ZFS gets deduplication – the right way

ZFS now has data deduplication – with the right configuration options for safety and performance in a compare-by-hash based storage system. From Jeff Bonwick’s ZFS deduplication blog entry:

Given the ability to detect hash collisions as described above, it is possible to use much weaker (but faster) hash functions in combination with the ‘verify’ option to provide faster dedup. ZFS offers this option for the fletcher4 checksum, which is quite fast:

zfs set dedup=fletcher4,verify tank

The tradeoff is that unlike SHA256, fletcher4 is not a pseudo-random hash function, and therefore cannot be trusted not to collide. It is therefore only suitable for dedup when combined with the ‘verify’ option, which detects and resolves hash collisions. On systems with a very high data ingest rate of largely duplicate data, this may provide better overall performance than a secure hash without collision verification.

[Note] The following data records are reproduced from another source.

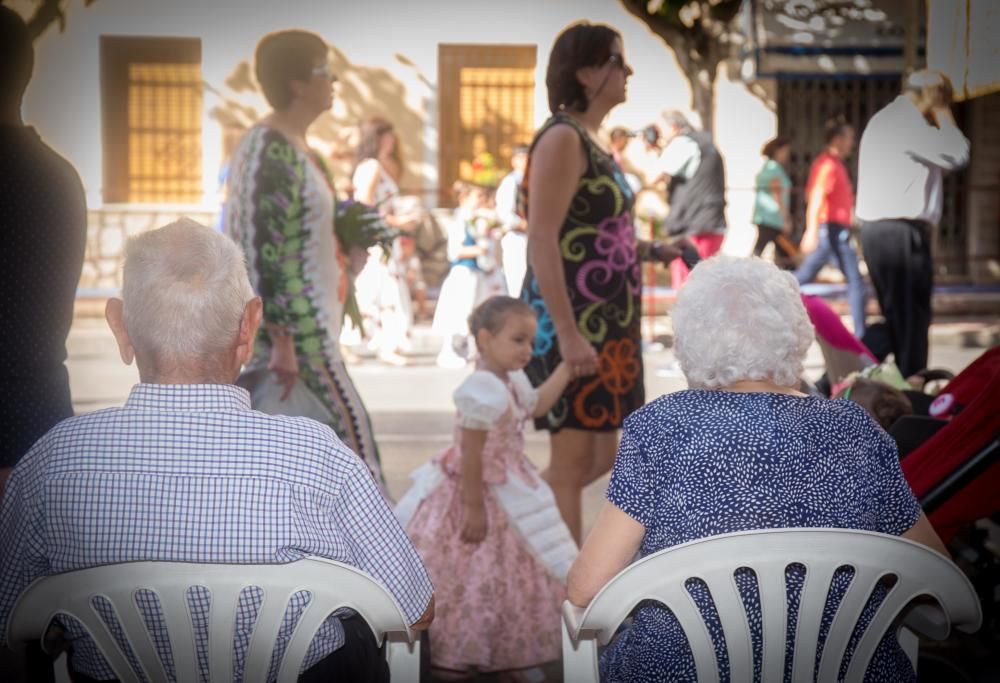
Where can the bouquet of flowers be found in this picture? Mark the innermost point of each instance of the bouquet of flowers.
(360, 226)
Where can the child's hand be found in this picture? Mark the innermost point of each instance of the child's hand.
(473, 522)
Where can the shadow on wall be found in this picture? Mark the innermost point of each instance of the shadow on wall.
(361, 91)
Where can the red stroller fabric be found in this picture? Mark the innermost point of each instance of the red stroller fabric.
(970, 432)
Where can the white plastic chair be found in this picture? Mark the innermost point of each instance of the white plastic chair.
(332, 584)
(919, 571)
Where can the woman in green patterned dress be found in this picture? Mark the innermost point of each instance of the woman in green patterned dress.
(280, 209)
(583, 275)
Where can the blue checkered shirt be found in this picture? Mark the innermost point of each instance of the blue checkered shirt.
(189, 473)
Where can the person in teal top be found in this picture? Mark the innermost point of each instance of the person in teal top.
(771, 212)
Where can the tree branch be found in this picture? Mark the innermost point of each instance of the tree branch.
(47, 13)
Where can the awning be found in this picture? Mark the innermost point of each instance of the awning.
(962, 43)
(824, 38)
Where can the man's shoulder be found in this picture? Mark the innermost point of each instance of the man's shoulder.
(308, 439)
(46, 166)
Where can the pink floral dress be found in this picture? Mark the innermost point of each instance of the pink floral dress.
(497, 603)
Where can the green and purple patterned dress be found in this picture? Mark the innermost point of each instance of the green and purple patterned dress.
(602, 276)
(280, 210)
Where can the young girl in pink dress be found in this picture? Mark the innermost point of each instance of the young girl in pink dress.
(484, 521)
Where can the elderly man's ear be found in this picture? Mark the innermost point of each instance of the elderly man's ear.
(113, 313)
(249, 324)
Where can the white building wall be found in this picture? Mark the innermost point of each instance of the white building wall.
(392, 44)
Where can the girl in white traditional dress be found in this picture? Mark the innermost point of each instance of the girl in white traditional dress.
(381, 290)
(485, 522)
(474, 275)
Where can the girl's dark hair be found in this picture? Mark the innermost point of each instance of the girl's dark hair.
(580, 45)
(772, 146)
(283, 57)
(491, 314)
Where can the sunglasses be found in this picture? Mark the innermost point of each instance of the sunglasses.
(617, 61)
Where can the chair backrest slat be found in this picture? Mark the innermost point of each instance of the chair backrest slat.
(225, 598)
(732, 615)
(662, 577)
(331, 584)
(811, 602)
(136, 635)
(265, 633)
(312, 618)
(177, 620)
(774, 617)
(687, 613)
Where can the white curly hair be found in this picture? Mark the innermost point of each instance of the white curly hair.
(740, 319)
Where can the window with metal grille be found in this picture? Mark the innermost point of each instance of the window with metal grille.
(486, 100)
(151, 101)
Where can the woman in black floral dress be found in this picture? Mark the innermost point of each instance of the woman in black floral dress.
(583, 275)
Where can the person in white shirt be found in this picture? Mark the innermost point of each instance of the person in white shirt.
(693, 169)
(904, 152)
(514, 243)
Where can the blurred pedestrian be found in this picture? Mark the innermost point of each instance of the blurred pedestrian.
(583, 264)
(382, 290)
(905, 151)
(514, 243)
(280, 209)
(772, 208)
(830, 218)
(43, 218)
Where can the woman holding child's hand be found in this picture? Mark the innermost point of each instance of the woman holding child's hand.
(583, 276)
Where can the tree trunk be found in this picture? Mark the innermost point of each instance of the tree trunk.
(700, 73)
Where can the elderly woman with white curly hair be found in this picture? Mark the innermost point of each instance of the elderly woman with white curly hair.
(741, 449)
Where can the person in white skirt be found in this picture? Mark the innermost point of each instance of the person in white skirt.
(474, 275)
(484, 522)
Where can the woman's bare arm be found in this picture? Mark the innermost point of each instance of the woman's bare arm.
(609, 548)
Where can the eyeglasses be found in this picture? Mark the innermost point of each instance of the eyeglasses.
(618, 61)
(325, 72)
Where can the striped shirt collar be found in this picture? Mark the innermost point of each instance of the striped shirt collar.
(188, 397)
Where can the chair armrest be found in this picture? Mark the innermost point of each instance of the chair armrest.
(579, 654)
(927, 620)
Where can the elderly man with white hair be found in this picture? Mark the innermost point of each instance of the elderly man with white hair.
(740, 450)
(185, 471)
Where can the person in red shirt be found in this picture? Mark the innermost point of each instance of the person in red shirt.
(829, 217)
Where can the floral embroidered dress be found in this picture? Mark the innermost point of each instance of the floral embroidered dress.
(603, 282)
(280, 210)
(497, 602)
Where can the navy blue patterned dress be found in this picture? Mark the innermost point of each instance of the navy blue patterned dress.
(700, 463)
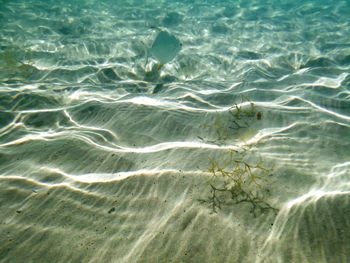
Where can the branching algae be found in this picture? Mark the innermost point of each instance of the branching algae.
(238, 181)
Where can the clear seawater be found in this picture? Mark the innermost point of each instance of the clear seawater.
(238, 150)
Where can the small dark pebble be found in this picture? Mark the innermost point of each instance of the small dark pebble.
(111, 210)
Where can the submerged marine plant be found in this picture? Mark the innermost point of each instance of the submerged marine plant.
(240, 117)
(238, 181)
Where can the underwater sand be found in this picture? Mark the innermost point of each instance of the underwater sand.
(104, 159)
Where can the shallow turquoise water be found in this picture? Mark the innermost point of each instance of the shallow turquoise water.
(104, 158)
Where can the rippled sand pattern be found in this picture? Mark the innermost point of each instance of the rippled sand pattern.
(236, 151)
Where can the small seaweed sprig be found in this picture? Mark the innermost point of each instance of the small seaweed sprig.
(236, 182)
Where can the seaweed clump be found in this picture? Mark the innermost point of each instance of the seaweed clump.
(238, 181)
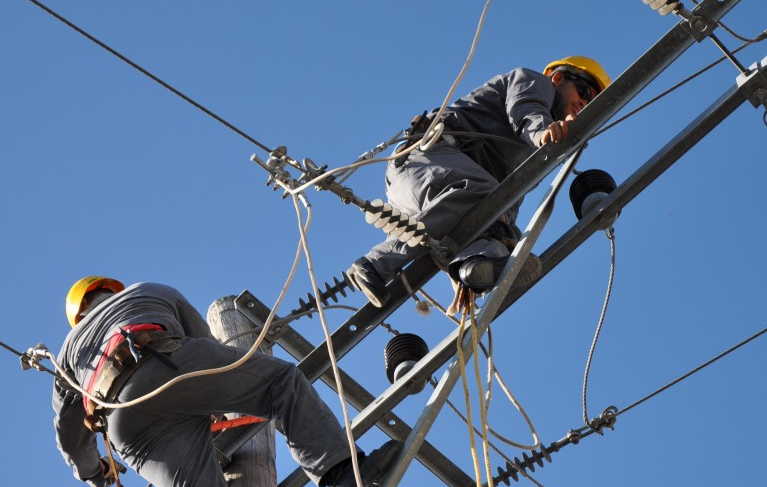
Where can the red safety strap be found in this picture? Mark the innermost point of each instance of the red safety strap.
(234, 423)
(114, 341)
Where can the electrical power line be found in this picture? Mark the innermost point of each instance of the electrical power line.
(151, 76)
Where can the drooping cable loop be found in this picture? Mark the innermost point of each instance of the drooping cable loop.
(147, 73)
(610, 232)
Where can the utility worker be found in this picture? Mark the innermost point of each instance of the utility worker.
(488, 133)
(167, 439)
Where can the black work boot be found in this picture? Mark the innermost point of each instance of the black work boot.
(364, 277)
(373, 468)
(480, 273)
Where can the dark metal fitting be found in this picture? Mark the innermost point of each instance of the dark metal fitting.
(574, 436)
(758, 95)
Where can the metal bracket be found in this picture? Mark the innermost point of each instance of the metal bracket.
(757, 93)
(698, 22)
(250, 307)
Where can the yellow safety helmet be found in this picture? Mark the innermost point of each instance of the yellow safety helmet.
(585, 64)
(82, 287)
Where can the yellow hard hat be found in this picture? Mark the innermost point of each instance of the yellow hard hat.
(82, 287)
(584, 64)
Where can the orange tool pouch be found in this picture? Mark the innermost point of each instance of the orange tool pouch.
(117, 365)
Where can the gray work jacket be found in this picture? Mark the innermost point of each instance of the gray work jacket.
(83, 346)
(517, 106)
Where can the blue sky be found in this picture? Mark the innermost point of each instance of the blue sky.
(106, 172)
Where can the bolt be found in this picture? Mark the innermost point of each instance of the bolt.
(700, 25)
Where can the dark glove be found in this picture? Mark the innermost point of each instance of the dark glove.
(104, 478)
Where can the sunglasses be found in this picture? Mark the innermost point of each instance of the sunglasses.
(585, 89)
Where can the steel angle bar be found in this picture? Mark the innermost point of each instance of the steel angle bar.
(621, 196)
(733, 98)
(526, 177)
(487, 314)
(297, 346)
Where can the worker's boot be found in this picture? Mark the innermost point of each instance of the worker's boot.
(364, 277)
(480, 273)
(373, 468)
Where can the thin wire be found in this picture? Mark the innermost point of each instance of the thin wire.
(668, 91)
(584, 396)
(435, 120)
(758, 38)
(688, 374)
(154, 78)
(328, 340)
(501, 383)
(38, 366)
(289, 319)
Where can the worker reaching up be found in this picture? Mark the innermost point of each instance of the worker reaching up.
(488, 134)
(125, 342)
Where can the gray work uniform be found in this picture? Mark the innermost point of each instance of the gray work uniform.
(167, 439)
(440, 185)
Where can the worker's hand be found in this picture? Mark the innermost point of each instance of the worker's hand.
(556, 131)
(105, 478)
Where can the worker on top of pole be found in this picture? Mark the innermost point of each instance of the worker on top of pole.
(125, 342)
(503, 122)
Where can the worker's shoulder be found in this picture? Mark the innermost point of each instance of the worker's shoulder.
(150, 289)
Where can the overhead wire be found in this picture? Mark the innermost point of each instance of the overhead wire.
(691, 372)
(584, 391)
(147, 73)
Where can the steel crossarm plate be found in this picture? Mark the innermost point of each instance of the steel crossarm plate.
(298, 347)
(517, 184)
(649, 172)
(557, 252)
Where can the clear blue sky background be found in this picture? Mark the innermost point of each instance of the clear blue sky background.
(106, 172)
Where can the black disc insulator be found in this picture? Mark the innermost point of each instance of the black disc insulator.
(587, 183)
(402, 348)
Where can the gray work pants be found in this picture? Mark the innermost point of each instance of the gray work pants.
(167, 439)
(437, 187)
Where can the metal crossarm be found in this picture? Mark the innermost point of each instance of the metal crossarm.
(514, 187)
(297, 346)
(525, 178)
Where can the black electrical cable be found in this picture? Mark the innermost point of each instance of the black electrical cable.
(600, 323)
(668, 91)
(688, 374)
(151, 76)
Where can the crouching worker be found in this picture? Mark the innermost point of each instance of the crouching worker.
(125, 342)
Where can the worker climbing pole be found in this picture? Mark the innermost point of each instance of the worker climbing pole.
(129, 345)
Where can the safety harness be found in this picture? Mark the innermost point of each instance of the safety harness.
(123, 355)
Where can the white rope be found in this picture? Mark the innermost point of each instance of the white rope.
(197, 373)
(502, 384)
(328, 340)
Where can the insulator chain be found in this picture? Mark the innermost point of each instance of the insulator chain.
(527, 463)
(331, 292)
(395, 223)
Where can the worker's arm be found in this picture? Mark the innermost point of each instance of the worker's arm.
(529, 99)
(76, 443)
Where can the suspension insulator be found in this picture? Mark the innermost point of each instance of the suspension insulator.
(401, 354)
(526, 464)
(394, 223)
(330, 292)
(588, 190)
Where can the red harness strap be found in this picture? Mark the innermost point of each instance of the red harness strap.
(115, 340)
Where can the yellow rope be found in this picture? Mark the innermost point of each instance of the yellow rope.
(482, 407)
(467, 398)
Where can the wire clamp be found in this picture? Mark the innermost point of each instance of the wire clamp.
(31, 358)
(605, 420)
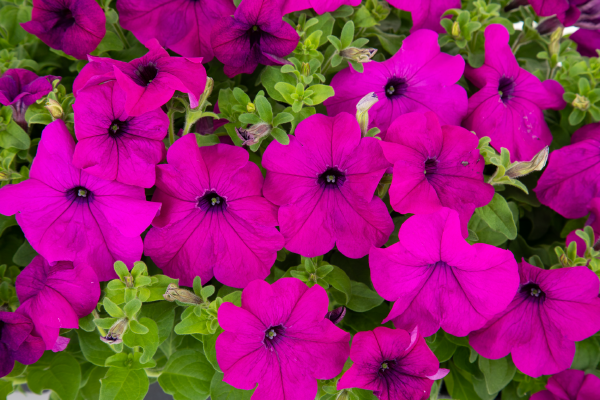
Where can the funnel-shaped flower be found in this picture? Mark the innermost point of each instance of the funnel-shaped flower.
(67, 214)
(113, 145)
(214, 220)
(478, 280)
(435, 167)
(394, 364)
(74, 26)
(325, 181)
(550, 312)
(417, 78)
(508, 108)
(255, 34)
(280, 339)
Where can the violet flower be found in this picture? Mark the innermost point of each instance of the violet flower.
(394, 364)
(508, 107)
(67, 214)
(479, 280)
(56, 296)
(435, 167)
(180, 25)
(75, 27)
(280, 339)
(325, 181)
(550, 312)
(214, 220)
(417, 78)
(113, 145)
(255, 34)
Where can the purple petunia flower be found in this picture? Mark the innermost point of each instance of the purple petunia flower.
(570, 385)
(214, 220)
(435, 167)
(56, 296)
(508, 108)
(113, 145)
(417, 78)
(255, 34)
(20, 88)
(280, 339)
(17, 341)
(426, 14)
(394, 364)
(571, 170)
(180, 25)
(478, 280)
(550, 312)
(67, 214)
(75, 27)
(325, 181)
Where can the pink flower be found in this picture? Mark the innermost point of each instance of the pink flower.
(394, 364)
(550, 312)
(438, 280)
(325, 181)
(67, 214)
(56, 296)
(113, 145)
(570, 180)
(214, 220)
(508, 108)
(281, 340)
(417, 78)
(570, 385)
(435, 167)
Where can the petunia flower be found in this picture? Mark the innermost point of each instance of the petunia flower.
(280, 339)
(394, 364)
(20, 88)
(417, 78)
(214, 220)
(75, 27)
(550, 312)
(180, 25)
(255, 34)
(435, 167)
(437, 279)
(17, 341)
(56, 296)
(325, 181)
(570, 385)
(113, 145)
(426, 14)
(570, 180)
(67, 214)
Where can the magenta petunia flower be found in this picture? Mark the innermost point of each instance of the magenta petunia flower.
(180, 25)
(550, 312)
(113, 145)
(56, 296)
(280, 339)
(417, 78)
(571, 170)
(67, 214)
(74, 26)
(426, 14)
(508, 107)
(435, 167)
(394, 364)
(255, 34)
(17, 342)
(214, 220)
(325, 181)
(570, 385)
(478, 280)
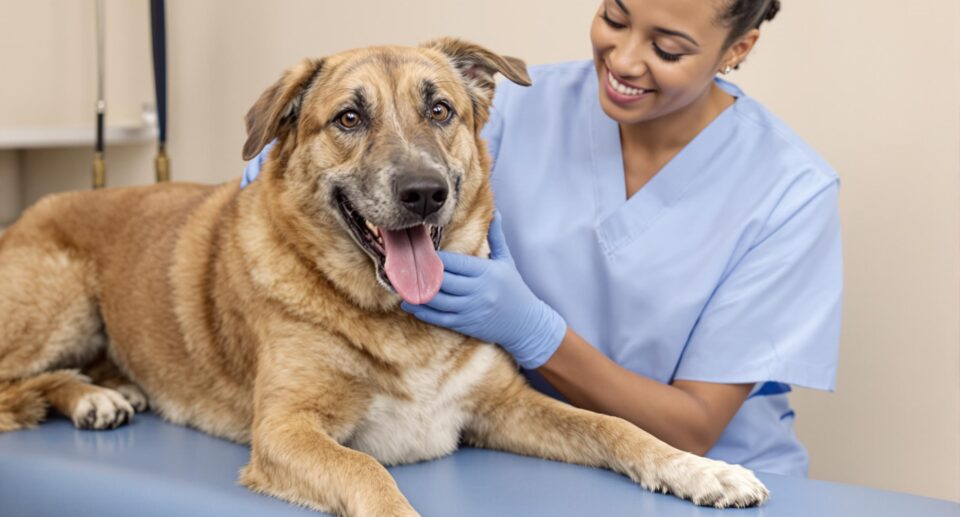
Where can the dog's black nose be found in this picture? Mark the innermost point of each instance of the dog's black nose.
(422, 194)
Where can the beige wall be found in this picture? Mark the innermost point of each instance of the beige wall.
(874, 85)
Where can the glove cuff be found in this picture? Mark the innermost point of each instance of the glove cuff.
(543, 341)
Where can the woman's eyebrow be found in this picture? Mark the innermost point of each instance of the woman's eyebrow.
(670, 32)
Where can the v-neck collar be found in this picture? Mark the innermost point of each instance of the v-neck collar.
(619, 219)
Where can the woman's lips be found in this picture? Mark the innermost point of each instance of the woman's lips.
(622, 93)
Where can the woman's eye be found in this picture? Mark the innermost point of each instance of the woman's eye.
(666, 56)
(349, 119)
(440, 112)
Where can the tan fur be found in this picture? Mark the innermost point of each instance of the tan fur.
(254, 315)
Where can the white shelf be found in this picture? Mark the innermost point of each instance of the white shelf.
(77, 136)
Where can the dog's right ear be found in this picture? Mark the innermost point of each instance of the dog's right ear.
(277, 110)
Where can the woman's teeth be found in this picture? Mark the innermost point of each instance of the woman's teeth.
(622, 88)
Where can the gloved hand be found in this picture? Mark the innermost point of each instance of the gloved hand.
(486, 299)
(253, 167)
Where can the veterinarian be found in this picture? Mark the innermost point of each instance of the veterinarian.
(669, 251)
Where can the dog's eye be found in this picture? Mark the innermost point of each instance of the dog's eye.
(349, 119)
(441, 112)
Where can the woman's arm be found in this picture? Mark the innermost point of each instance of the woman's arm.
(688, 415)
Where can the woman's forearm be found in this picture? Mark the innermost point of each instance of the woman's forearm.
(688, 415)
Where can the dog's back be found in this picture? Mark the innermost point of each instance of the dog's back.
(78, 263)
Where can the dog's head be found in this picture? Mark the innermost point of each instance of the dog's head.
(379, 152)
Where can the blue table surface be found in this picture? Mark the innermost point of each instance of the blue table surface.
(151, 467)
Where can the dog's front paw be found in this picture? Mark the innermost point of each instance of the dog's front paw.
(101, 408)
(712, 483)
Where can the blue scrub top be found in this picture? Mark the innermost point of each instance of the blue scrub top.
(725, 267)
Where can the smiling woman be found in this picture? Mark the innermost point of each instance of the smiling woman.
(670, 251)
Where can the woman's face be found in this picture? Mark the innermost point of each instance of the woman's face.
(655, 57)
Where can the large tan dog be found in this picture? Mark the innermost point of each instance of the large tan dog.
(271, 315)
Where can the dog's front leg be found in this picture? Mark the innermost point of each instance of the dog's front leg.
(301, 414)
(512, 416)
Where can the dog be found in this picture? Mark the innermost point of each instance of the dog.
(270, 315)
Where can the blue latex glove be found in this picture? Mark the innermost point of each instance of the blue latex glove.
(253, 167)
(486, 299)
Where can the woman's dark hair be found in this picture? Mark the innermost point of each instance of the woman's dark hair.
(741, 16)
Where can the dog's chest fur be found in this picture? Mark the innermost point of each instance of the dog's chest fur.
(428, 423)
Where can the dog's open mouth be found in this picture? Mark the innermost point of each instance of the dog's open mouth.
(406, 258)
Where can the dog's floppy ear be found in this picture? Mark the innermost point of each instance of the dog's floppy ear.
(277, 109)
(478, 65)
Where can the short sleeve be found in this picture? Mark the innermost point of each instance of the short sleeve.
(775, 316)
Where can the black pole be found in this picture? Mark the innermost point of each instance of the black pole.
(158, 29)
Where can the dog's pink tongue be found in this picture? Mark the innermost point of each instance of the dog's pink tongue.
(413, 266)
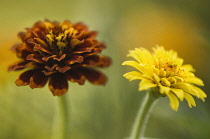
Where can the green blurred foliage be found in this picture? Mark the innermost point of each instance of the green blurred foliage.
(108, 112)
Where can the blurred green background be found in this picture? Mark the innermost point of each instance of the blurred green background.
(108, 112)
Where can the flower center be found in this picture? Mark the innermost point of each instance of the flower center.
(168, 73)
(59, 39)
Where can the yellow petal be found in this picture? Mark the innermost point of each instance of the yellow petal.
(174, 102)
(133, 64)
(186, 88)
(200, 92)
(133, 75)
(194, 80)
(179, 93)
(164, 89)
(146, 84)
(190, 100)
(146, 57)
(188, 67)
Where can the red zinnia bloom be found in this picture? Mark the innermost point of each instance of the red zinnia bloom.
(59, 52)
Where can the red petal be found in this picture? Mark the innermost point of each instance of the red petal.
(51, 68)
(58, 84)
(38, 47)
(38, 80)
(75, 76)
(46, 58)
(74, 59)
(35, 57)
(63, 69)
(21, 50)
(24, 78)
(60, 58)
(87, 46)
(94, 76)
(18, 66)
(80, 26)
(97, 60)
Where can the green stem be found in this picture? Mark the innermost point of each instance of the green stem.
(61, 128)
(142, 116)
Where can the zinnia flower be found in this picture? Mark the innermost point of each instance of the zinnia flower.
(59, 52)
(163, 72)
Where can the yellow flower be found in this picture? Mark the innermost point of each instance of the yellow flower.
(164, 71)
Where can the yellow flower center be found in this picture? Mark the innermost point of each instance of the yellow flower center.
(58, 39)
(167, 73)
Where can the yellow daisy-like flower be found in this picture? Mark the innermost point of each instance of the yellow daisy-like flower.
(164, 72)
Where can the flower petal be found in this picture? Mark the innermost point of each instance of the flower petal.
(133, 75)
(97, 60)
(133, 64)
(75, 76)
(18, 66)
(35, 57)
(179, 93)
(194, 80)
(38, 80)
(202, 95)
(146, 84)
(74, 59)
(186, 88)
(190, 100)
(164, 90)
(174, 102)
(94, 76)
(58, 84)
(24, 78)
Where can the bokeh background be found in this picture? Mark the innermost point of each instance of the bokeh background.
(108, 112)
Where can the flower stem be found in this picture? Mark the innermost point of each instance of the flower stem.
(142, 116)
(62, 122)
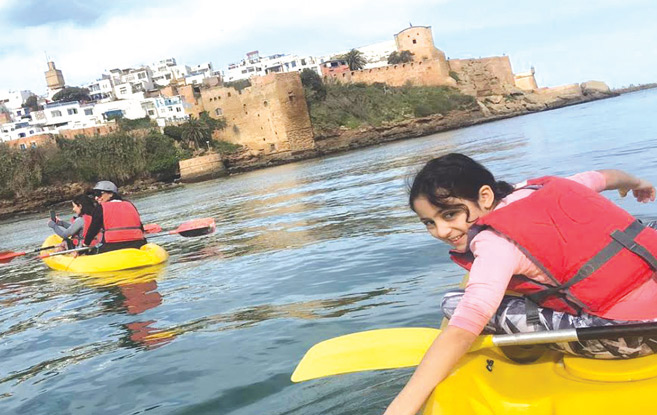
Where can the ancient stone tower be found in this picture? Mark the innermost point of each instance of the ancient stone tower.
(419, 41)
(54, 77)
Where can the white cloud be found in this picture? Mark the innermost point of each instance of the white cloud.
(202, 30)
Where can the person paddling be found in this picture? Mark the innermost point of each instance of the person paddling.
(117, 218)
(576, 259)
(73, 233)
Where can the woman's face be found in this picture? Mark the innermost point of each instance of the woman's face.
(451, 225)
(104, 197)
(76, 208)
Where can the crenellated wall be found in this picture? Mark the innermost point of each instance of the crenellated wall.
(270, 116)
(427, 72)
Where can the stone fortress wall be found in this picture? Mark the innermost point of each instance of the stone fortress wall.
(269, 116)
(430, 67)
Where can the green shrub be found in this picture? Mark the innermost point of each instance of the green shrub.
(357, 105)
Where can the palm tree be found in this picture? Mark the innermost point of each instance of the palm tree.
(354, 59)
(196, 131)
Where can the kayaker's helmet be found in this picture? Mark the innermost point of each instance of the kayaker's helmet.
(106, 186)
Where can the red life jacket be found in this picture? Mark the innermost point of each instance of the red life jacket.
(77, 240)
(593, 251)
(121, 222)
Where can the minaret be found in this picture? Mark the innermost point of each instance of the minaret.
(54, 77)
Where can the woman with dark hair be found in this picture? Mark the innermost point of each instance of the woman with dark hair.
(574, 257)
(74, 232)
(117, 219)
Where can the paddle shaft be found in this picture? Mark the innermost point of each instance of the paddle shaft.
(581, 334)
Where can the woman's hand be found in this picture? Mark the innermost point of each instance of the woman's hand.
(644, 192)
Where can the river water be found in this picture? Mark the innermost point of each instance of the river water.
(302, 253)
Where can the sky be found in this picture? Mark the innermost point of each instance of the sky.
(566, 41)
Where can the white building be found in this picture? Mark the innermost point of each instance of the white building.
(165, 110)
(254, 65)
(102, 89)
(166, 71)
(14, 99)
(376, 54)
(16, 130)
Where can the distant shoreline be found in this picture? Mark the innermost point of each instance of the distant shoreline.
(341, 140)
(634, 88)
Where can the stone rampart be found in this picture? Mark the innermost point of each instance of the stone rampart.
(421, 73)
(270, 116)
(202, 168)
(485, 76)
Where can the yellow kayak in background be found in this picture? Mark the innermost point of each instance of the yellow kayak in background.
(147, 255)
(487, 382)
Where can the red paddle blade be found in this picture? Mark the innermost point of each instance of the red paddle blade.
(7, 256)
(152, 228)
(196, 227)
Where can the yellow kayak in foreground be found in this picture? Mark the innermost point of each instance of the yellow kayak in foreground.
(520, 378)
(147, 255)
(487, 383)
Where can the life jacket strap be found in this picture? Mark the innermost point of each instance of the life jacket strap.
(626, 239)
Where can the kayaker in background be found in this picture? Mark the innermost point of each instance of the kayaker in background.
(117, 218)
(73, 233)
(576, 258)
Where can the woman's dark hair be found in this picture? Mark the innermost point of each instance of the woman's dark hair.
(454, 175)
(86, 202)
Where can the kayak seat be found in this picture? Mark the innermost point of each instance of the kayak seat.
(624, 370)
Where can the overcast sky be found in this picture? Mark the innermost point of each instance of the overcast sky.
(565, 40)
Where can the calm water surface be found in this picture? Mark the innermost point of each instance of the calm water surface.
(302, 253)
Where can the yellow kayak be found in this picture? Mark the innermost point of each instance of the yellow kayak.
(147, 255)
(487, 383)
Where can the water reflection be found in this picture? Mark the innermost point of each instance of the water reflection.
(303, 310)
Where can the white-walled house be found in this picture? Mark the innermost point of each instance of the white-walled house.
(102, 89)
(15, 130)
(254, 65)
(165, 110)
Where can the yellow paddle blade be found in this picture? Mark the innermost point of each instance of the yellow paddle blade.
(366, 350)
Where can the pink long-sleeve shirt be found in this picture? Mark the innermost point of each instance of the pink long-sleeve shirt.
(497, 259)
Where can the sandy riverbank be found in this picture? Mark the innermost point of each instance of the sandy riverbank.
(489, 109)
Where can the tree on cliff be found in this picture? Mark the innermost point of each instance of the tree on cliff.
(400, 57)
(313, 86)
(354, 59)
(72, 94)
(195, 131)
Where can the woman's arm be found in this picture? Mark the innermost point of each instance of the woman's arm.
(445, 352)
(642, 190)
(74, 228)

What I like is (1) the user chooses the hash function based on their security and performance needs, (2) the system can optionally check for hash collisions, and (3) the ZFS storage pool design makes it easy to migrate data to a new hash function if necessary. ZFS is the first deduplicating storage system I know of with these features. (Do let me know if there are others out there!)

3 thoughts on “ZFS gets deduplication – the right way”

  1. Dedupe in ZFS works on the level of blocks – not on the level of files – so this tweak cannot be made straightforwardly, AFAIU

  2. Thanks, I fail at reading comprehension when I skim.

    Assuming 4k blocks in a 1TB filesystem with sha256, that’s 2^28 blocks to put in a sparse index that maps uniformly distributed 256 bit prefix strings to 28 bit offsets (averaging 2*28 index bits for a block, or more key bytes for faster index traversal), so at least 2^31 = 2GB of space for the index. Such is the cost of such granularity.

    Limiting the index to only a sample of block hashes could be more efficient, assuming there’s some metadata to go from block to extent or node so that blocks that are “near” a collided node get indexed on the fly. That metadata can be done away with by referring to extents or nodes directly. So we’re almost back to using node-level hashes, but we can index files with a sample of their block hashes, and do more fine-grained sharing in the disk image use case.

Comments are closed.